How have you personalized your education?
I am pursuing a certificate called ISSuES – Integrated Studies in Science Engineering and Society. I wanted to do this so I could still have a broad education, utilizing my passion for societal focuses in addition to the scientific viewpoints I receive in my engineering courses.
What has been your favorite or most rewarding part of being a student on campus?
Personally, the most rewarding part of being a student on campus is being involved in such amazing organizations – feeling like I’m a part of something important. I have been involved in band and the Society of Women Engineers all four semesters of my college career so far, and just this past semester have significantly increased my participation in Engineers Without Borders. I was the Global Health and Culture Subgroup Lead for the Guatemala Program at UW and was also the Outreach Coordinator for the club as a whole. This was an absolutely fantastic experience and I hope everyone branches out to find a place they feel comfortable, because UW Madison has so much to offer and has a right place for everyone.

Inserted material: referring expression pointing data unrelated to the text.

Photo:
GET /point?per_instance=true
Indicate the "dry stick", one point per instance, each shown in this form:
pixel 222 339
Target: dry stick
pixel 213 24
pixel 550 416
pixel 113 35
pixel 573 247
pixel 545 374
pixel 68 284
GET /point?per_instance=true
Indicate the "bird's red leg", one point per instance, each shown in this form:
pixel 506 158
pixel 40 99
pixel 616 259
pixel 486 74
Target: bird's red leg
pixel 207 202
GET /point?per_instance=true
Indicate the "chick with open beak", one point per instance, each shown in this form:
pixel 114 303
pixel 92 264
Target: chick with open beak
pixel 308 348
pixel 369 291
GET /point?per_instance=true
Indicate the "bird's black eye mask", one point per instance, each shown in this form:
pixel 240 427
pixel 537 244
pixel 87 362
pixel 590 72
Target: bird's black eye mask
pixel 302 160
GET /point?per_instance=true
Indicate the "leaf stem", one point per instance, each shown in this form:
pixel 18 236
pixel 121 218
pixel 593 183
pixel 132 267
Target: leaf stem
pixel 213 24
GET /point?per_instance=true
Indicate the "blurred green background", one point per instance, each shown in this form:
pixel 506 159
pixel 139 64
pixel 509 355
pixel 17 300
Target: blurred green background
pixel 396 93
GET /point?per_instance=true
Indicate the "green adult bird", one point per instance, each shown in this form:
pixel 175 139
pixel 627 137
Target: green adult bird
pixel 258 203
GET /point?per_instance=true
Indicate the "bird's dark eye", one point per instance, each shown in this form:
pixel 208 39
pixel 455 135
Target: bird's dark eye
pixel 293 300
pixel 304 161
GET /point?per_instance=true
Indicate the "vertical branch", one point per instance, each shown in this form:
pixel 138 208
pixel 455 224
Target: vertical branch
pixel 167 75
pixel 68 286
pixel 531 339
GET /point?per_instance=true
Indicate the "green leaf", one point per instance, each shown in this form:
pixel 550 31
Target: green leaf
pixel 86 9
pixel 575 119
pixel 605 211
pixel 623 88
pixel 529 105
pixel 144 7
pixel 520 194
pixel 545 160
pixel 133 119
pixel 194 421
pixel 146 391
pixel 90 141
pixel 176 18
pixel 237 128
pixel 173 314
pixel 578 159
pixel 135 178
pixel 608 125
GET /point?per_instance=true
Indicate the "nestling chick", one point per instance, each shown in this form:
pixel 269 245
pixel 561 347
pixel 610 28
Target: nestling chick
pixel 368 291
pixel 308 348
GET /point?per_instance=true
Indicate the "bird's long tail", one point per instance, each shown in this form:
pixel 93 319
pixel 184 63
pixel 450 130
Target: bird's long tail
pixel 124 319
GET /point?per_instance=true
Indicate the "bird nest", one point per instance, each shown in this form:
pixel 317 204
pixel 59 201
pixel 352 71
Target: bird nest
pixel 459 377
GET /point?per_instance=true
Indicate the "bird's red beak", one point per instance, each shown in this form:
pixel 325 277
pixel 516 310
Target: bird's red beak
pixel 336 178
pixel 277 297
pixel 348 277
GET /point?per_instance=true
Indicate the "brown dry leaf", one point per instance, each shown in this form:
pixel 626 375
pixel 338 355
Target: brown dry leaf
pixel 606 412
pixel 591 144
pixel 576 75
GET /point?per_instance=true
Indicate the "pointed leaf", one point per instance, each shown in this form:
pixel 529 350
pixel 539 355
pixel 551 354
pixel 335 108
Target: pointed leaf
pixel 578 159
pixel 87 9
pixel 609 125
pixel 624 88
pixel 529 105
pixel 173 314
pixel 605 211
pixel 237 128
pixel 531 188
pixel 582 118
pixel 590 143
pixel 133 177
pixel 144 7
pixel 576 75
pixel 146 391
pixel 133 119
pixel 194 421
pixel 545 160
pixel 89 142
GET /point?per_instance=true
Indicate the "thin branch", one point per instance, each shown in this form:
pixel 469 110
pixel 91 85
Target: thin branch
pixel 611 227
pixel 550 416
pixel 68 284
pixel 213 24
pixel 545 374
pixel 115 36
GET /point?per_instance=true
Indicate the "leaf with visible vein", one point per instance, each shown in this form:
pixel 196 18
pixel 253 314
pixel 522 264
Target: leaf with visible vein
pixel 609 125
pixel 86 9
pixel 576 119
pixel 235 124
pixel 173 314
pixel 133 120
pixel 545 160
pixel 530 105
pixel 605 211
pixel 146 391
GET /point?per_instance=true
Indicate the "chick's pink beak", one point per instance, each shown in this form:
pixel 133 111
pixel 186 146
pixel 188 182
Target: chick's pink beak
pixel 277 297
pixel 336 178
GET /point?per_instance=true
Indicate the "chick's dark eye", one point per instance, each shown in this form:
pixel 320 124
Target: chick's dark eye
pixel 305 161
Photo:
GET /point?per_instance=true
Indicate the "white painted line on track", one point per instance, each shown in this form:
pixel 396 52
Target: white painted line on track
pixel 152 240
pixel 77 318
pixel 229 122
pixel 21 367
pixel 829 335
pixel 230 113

Have you had an internship/co-op/job that helped solidify what you want to do?
I currently have an internship as a manufacturing engineer intern at Rockwell Automation. It is just for the summer of 2017, but I love the company and the work I am doing, so I hope I get the chance to return. It has definitely opened my mind to different career paths I hadn’t earlier considered, and I’m so glad to have this opportunity!
Have you studied abroad or are you planning to study abroad? If so, describe your experience with the process.
I plan to study abroad next semester (Fall 2017) in Lyngby, Denmark. I am so incredibly excited and cannot wait to have many new experiences!
Are there resources that you would recommend to engineering students?
Please please please take advantage of office hours (the professors’ and the TA’s) as well as the free tutoring across campus. PRePS courses are also incredibly helpful in problem solving courses, and I think more people should take advantage of the resources provided.
What has been your favorite Engineering course? Why?
Technically the only engineering course (ISyE course) that I’ve had is Engineering Economy, which was not my favorite class. So far I have had intro courses such as Physics, Stats, Calc, Chemistry, Computer Science, Econ etc. I really liked the computer science I took (Python) because it was like learning a completely new language. I am so looking forward to taking more ISyE courses though! Human Factors, Production Planning, Simulations etc. I can’t wait to continue my undergrad full of learning classes I’m truly interested in.
What has been your favorite liberal studies course? Why? How did you choose it?
Some non-engineering classes (ones not required for my major) that I’ve really enjoyed have included Intro to International Relations, Gender and Women Studies, and Ballroom Dance. I love combining different ways of thinking – right and left brain – which is why I’m intending to receive that certificate I previously mentioned (Integrated Studies in Science, Engineering, and Society). I chose them because I was genuinely interested in them.
What final piece of advice would you give to incoming engineering students?
Don’t get too stressed about things. Yes classes can be very difficult, but I think it’s important to remember that you are human, and that you deserve to be happy too. Finding a balance between working hard for what you want and enjoying your free time is the most important thing in life.